Writing

Building the Ramadan Companion

Why existing Ramadan planners fail people, and what I'm building instead — a tool designed with cultural intelligence and intentional design.

Every year, Muslims in the West face the same problem: the apps and planners built for Ramadan don't actually fit how we live.

They're either too liturgical (built for people in Muslim-majority countries with completely different schedules) or too secular (a basic calendar with prayer times bolted on). Neither works for a Muslim living in Atlanta, or Chicago, or Paris — someone navigating a full-time job, a family, and a 16-hour fast in June.

That's the gap I'm building into.

The core problem: the flexible calendar spine

Ramadan's start date shifts by 10-11 days each year against the Gregorian calendar. That's not a bug — it's by design. But it means any planner built around fixed dates is wrong from year one.

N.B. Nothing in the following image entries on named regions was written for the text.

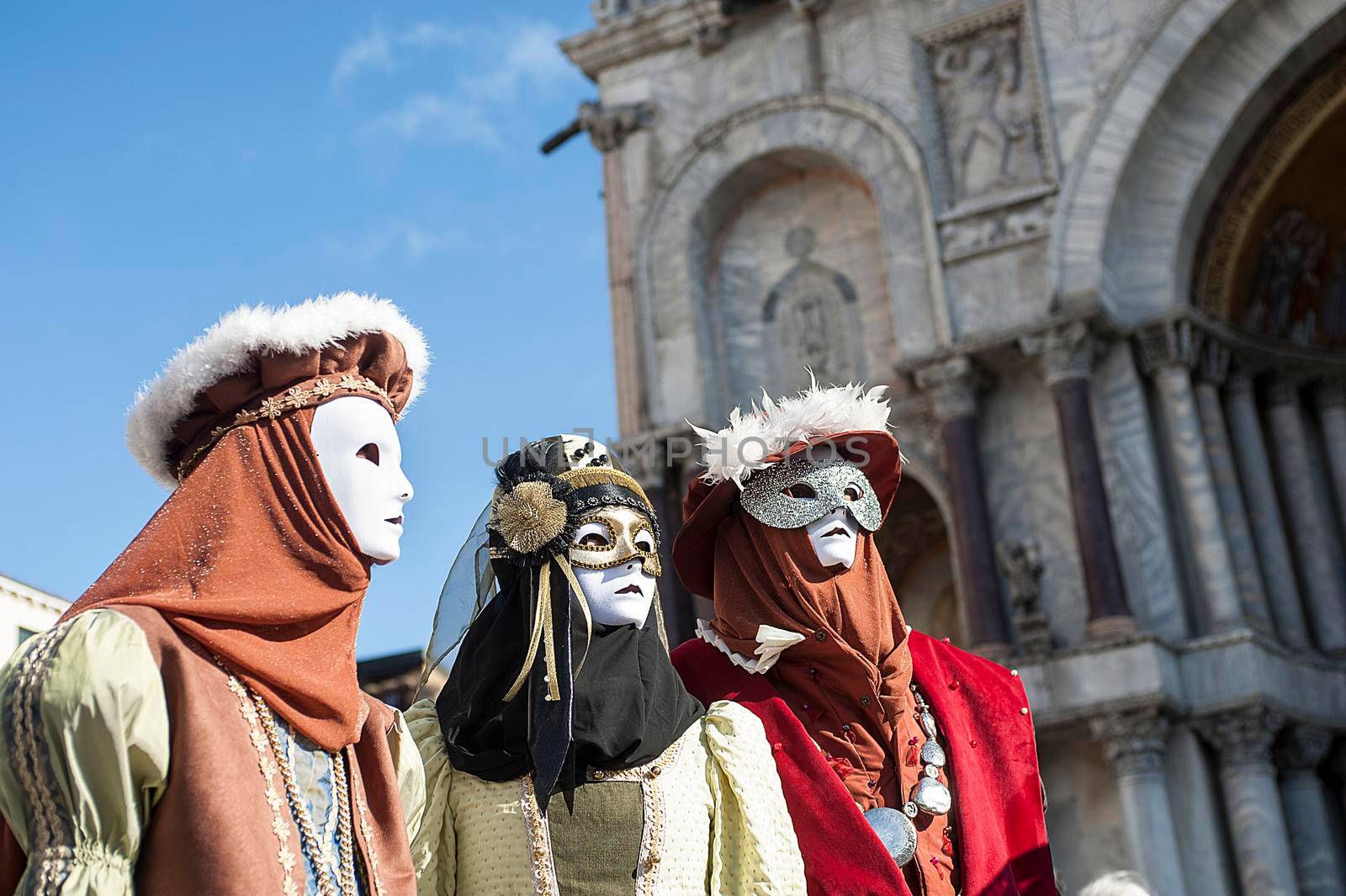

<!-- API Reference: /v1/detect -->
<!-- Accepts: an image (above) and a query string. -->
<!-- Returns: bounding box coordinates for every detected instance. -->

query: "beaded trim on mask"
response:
[587,737,682,896]
[225,671,300,896]
[5,622,76,894]
[518,775,560,896]
[178,374,401,481]
[350,763,384,896]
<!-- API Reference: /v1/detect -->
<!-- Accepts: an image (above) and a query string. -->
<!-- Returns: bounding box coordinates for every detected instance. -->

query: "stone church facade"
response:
[563,0,1346,896]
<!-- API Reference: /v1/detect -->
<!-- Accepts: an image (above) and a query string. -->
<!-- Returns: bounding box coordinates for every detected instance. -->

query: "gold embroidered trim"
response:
[350,763,384,896]
[518,775,560,896]
[225,671,303,896]
[178,374,401,481]
[9,622,76,896]
[587,737,682,896]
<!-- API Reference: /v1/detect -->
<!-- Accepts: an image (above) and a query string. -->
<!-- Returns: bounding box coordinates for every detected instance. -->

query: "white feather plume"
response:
[126,292,429,488]
[692,374,888,488]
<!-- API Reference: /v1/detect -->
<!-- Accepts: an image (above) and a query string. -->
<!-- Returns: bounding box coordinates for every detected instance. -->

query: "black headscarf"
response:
[435,559,705,790]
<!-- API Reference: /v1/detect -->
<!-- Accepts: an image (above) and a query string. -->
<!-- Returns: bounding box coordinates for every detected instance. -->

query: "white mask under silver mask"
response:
[570,506,658,628]
[803,507,860,569]
[310,395,412,564]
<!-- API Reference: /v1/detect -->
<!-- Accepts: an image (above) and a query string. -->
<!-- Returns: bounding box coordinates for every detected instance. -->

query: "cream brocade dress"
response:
[0,609,426,896]
[406,701,806,896]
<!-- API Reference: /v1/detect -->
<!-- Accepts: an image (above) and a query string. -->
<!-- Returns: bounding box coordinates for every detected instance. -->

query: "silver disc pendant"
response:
[888,813,917,867]
[911,777,953,815]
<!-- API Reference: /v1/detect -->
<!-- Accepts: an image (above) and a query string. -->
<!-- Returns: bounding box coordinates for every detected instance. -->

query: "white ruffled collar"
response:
[696,619,803,673]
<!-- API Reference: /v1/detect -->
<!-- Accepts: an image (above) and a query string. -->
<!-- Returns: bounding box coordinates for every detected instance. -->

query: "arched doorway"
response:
[1193,56,1346,350]
[875,476,967,643]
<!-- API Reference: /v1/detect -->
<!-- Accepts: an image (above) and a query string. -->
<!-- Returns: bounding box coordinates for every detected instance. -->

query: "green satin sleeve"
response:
[406,700,458,896]
[0,609,168,896]
[705,701,808,896]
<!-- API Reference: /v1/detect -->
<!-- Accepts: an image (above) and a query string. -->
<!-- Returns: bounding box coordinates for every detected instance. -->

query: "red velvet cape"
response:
[673,631,1057,896]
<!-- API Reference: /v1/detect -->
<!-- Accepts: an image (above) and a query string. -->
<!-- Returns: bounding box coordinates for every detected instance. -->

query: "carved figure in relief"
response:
[762,226,864,388]
[931,23,1043,200]
[1243,209,1327,342]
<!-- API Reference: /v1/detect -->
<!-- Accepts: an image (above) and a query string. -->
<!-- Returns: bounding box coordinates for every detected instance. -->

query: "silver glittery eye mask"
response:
[739,460,883,532]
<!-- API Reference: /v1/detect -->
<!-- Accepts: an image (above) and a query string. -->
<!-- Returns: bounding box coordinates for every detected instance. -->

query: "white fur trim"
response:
[696,619,803,674]
[692,381,888,488]
[126,292,429,488]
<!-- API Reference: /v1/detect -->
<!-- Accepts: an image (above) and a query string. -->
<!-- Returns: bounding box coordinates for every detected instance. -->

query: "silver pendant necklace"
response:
[893,685,953,867]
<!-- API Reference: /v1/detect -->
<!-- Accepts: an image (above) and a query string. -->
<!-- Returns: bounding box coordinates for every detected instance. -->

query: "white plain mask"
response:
[575,559,658,628]
[803,507,860,569]
[310,395,412,564]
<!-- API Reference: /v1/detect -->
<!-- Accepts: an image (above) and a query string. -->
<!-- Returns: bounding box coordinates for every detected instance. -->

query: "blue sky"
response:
[0,0,617,656]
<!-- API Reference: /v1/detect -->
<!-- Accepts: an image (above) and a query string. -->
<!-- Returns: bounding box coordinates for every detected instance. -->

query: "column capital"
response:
[1195,707,1285,766]
[1089,707,1168,775]
[575,103,654,155]
[1274,725,1333,772]
[1314,377,1346,411]
[915,355,985,422]
[1136,321,1205,374]
[1019,321,1094,386]
[1267,371,1304,405]
[1225,361,1257,400]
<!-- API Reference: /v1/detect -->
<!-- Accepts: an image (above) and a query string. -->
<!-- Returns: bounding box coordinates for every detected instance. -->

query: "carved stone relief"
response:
[762,226,864,384]
[940,189,1057,261]
[918,3,1057,216]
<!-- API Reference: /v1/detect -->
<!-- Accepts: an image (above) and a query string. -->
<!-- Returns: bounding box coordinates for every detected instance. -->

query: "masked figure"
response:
[673,384,1055,896]
[0,294,428,896]
[408,436,803,896]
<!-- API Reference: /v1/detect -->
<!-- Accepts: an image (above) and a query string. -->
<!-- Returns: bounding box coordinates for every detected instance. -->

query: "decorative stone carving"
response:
[940,196,1057,261]
[1019,321,1094,386]
[1090,707,1168,777]
[915,355,983,422]
[1136,321,1205,375]
[918,3,1055,214]
[762,226,864,384]
[1243,209,1327,344]
[1274,725,1333,772]
[692,22,729,56]
[1195,707,1285,768]
[575,103,654,153]
[996,541,1052,660]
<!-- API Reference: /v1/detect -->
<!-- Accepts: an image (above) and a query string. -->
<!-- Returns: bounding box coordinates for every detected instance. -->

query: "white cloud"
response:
[332,25,397,90]
[365,93,505,150]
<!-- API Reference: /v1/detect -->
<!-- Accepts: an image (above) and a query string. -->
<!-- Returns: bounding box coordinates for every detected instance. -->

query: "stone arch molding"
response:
[1050,0,1346,326]
[635,94,949,425]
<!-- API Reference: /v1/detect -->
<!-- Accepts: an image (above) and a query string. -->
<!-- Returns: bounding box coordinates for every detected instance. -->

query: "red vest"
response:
[673,631,1057,896]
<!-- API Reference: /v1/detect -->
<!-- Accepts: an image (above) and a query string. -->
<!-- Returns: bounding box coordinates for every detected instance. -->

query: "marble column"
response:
[1139,321,1243,631]
[1274,725,1346,896]
[1314,377,1346,540]
[595,143,648,435]
[1195,339,1272,631]
[1267,375,1346,656]
[1090,708,1186,896]
[915,357,1011,655]
[1020,321,1136,639]
[1225,368,1310,649]
[1196,707,1299,896]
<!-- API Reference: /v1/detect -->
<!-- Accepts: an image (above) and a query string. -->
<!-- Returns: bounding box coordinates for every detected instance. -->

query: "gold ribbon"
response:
[505,552,594,702]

The solution isn't to hard-code the date. It's to build a system that generates the calendar dynamically based on the moon sighting — and then wraps everything else (meal planning, workout schedules, Quran reading tracker) around that flexible spine.

Simple idea. Surprisingly hard to execute well.

Why I'm the right person to build this

I'm a Muslim from Ivory Coast, living in the US, building things at the intersection of culture and technology. I've observed Ramadan across three continents. I know what it's like to fast in West Africa in summer heat, in an American office in March, and in London in December. That range isn't academic — it shapes every design decision I make.

I'm not building this for everyone. I'm building it for the person I am.

What's next

The core calendar system is working. The next phase is the interface — designing something that feels calm and intentional, not like another app screaming for attention.

I'll document the process here as I go.